The forms and the system reduce me to a list of “I can’t x without y help because of p,q,r symptoms of z condition”. I experience my life – and my self – as a series of events caused or explained by my inability to do things. My brain processes experiences as potential examples for the damn forms and assessments. I feel like a fraud if I decide to take the pain and the consequences of doing something I really really ought not to do. I feel guilty about spending money because at any moment a brown envelope and a few strangers could take all my money away. I worry about that one picture of me on Instagram where I appear to be standing unaided with a baby in each arm – I know the reality is that I’m seated on a stool and there are two people just out of shot ready and waiting to take one or both babies from me as soon as the photo is done – I still worry about what it looks like.
The logic of the form – that one should be able to work and if you aren’t you better have a detailed explanation of precisely why – permeates my brain. I over-explain why I can’t or won’t do things to friends and strangers who would happily have accepted “I can’t” as its own reason. My depression latches onto things that I can’t do that someone my age “should” be able to do. I feel ashamed and scared to admit that I am “on benefits” and likely will be for the rest of my life.
On my “good days”, my depression and anxiety still interject to make me question if I even “deserve” to get paid to not-work (because anything even remotely like full time work would seriously harm me) and if my more expensive or frivolous purchases are justified given I don’t “earn” my money. On my bad days, lying in bed, my brain idly writes new paragraphs for the damn forms.
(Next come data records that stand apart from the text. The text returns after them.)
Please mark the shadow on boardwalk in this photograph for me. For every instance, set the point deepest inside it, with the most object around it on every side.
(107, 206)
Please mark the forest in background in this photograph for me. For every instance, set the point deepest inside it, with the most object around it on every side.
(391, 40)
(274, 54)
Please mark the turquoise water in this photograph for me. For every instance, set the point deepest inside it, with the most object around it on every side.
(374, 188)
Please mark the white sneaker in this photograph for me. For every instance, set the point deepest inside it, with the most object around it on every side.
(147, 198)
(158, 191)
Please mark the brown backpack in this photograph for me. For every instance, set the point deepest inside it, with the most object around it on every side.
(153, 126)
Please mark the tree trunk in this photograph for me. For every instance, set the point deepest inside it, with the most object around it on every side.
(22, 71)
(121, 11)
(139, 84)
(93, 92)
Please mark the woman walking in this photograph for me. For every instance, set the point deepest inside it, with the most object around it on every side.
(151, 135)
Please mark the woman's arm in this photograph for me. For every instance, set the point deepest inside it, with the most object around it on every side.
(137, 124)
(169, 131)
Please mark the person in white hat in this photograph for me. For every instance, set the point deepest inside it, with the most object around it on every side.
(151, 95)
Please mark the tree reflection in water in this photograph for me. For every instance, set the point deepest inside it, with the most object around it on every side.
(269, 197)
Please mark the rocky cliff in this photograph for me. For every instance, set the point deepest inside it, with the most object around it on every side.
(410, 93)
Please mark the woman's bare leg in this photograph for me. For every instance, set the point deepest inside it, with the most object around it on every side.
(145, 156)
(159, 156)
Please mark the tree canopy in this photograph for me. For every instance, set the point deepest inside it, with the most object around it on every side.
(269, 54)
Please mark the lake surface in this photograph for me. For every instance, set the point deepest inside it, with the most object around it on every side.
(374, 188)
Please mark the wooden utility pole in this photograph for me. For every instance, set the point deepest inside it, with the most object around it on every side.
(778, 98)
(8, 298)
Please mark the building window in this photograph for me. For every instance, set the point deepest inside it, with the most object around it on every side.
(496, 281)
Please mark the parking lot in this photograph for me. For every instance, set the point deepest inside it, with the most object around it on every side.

The system for getting these payments leaves me constantly thinking about what I CAN’T do and why. That can’t be good for me but I can’t stop it. A few more years of this and I imagine it will become a permanent subroutine in my brain, figuring out what I can’t do, what help I need, why I need help, how seriously I’d be harmed without help.. a huge portion of my brain forever ruminating on something that doesn’t help *me* at all. When I could be thinking about my writing or learning or having fun or…
So that’s where I’ve been and where I’m at. The DWP are basically inside my head and critiquing my every action. And it hurts.
And yet… until the system is fixed, I still advise disabled friends to consider putting themselves through it. Because the money maybe a modest sum but it’s LIFE-CHANGING. It means I don’t have to worry about affording a meal in a cafe or a takeaway when I can’t figure out all the steps to making my own lunch. It means I can get a taxi if I need to. It means I can pay bus fare for a friend to accompany me to a scary new place. It means I can afford food that isn’t beans. It helps but making it happen hurts. Possibly permanently. It’s a bind and I respect the choices people make about whether or not applying for PIP, ESA or both will be “worth it” for them.